The directing effects of electron donating and withdrawing groups on electrophilic substitution of benzene

Henry Armstrong, working at Imperial College in 1890, was the first to categorise substituents (R') on a benzene ring in terms of the effect they had towards electrophilic substitution reactions of the ring. With the electron yet to be discovered, he attributed this to to a polarizable entity he called an "affinity", and suggested this acted at a distance over the whole ring, and which differed in character according to the nature of the substituents (a difference we nowadays categorize as electron donating or withdrawing).

Erich Huckel, working some 40 years later, was able to derive from Schroedinger's equation a simple expression which predicted how "affinities", now named electrons of course, were polarized (the so-called Huckel molecular orbital theory). These molecular orbital functions, as we nowadays refer to them, can be used to illustrate graphically how both the directing effects and the activating/deactivating effects operate. To maximise the visual effect, we are going to use two substituents R' that were not in fact in Armstrong's original list; CH2+ for an electron withdrawing group and CH2- for an electron donating group. Its worth considering just for a moment why we are not using more conventional neutral groups (i.e. NO2 and NH2 respectively) for this illustration. Being neutral, the latter groups can only polarize the molecule by separating charge to produce a dipolar species. Such ionic charge separation always takes a fair bit of energy to achieve compared to neutral covalent bonding. In contrast, if the R' group is already ionic, then moving the charge from one part of the molecule to another takes very little energy, and hence very little if any increase in energy.

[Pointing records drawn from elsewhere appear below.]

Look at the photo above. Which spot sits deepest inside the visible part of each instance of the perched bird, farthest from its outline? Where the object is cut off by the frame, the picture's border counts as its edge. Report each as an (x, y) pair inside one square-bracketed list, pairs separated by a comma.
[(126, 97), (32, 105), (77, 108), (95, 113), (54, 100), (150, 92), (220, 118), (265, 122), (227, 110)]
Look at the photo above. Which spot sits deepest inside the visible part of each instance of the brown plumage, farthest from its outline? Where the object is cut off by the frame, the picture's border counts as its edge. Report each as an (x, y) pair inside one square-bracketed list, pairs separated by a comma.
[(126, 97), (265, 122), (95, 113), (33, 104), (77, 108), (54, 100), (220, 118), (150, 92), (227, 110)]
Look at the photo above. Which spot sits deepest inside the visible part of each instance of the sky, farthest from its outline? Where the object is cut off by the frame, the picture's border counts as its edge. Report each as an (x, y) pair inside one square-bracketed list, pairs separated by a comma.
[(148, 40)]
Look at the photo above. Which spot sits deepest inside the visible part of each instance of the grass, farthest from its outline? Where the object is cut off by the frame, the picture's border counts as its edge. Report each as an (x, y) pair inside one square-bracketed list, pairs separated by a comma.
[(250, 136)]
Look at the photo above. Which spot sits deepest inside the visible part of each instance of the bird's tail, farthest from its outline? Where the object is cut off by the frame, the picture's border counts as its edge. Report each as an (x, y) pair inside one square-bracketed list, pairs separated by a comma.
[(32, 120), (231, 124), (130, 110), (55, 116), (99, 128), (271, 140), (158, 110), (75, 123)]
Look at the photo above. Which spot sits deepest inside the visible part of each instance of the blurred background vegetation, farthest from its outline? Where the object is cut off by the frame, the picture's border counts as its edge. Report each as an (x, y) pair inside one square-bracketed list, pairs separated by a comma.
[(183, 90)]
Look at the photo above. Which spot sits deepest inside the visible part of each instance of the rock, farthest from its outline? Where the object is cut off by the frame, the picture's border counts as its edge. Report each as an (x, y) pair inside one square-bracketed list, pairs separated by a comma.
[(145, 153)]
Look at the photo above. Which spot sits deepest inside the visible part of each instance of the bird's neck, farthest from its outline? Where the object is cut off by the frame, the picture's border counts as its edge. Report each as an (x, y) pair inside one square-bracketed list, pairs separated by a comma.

Shapes of (least stable) electron (pair) deriving from perturbation by "electron donating" CH2- Substituent. Note how these electrons have been polarized onto the ortho and para positions exclusively. An electrophile (electron loving) reagent will thus be attracted just to those positions. The energy of this particular electron pair (-1.7eV) suggests it is only weakly bound by the molecule (most electrons in molecules have more stable, tightly bound, energies of -10+ eV), and hence is very reactive (i.e. stabilizing this electron pair via reaction is likely to be a very exothermic process). This is conventionally interpreted as meaning such an electron donating substitutent is highly activating towards (electrophilic) reaction.

Shapes of (highest and next highest energy) electrons deriving from perturbation by the "electron withdrawing" CH2+ Substituent. The least stable electron pair in this system (left) is nevertheless (due to the overall positive charge the molecule carries) much more stable with before, with an energy of about -15.0 eV. This means it is even more stable than electrons in neutral benzene (~-10 eV), and hence much less likely to interact with an electrophile (which, in seeking electrons, does not much like what it sees in such stabilised electrons) and hence is deactivating. Notice also that the nodal properties are now quite different from before. In particular, there is no electron (density) present on the para position, whereas the meta position does have it (as does the ortho). Another electron pair (right) is only slightly different in energy from this first pair (~-15.6 eV), and this now places electron (density) only on the meta and para positions, but not the ortho. Taken together then, these two orbitals both place electrons meta, but only once each for ortho and para. The latter are thus not favoured for interaction with an electrophile, and only the meta position reacts, albeit slowly.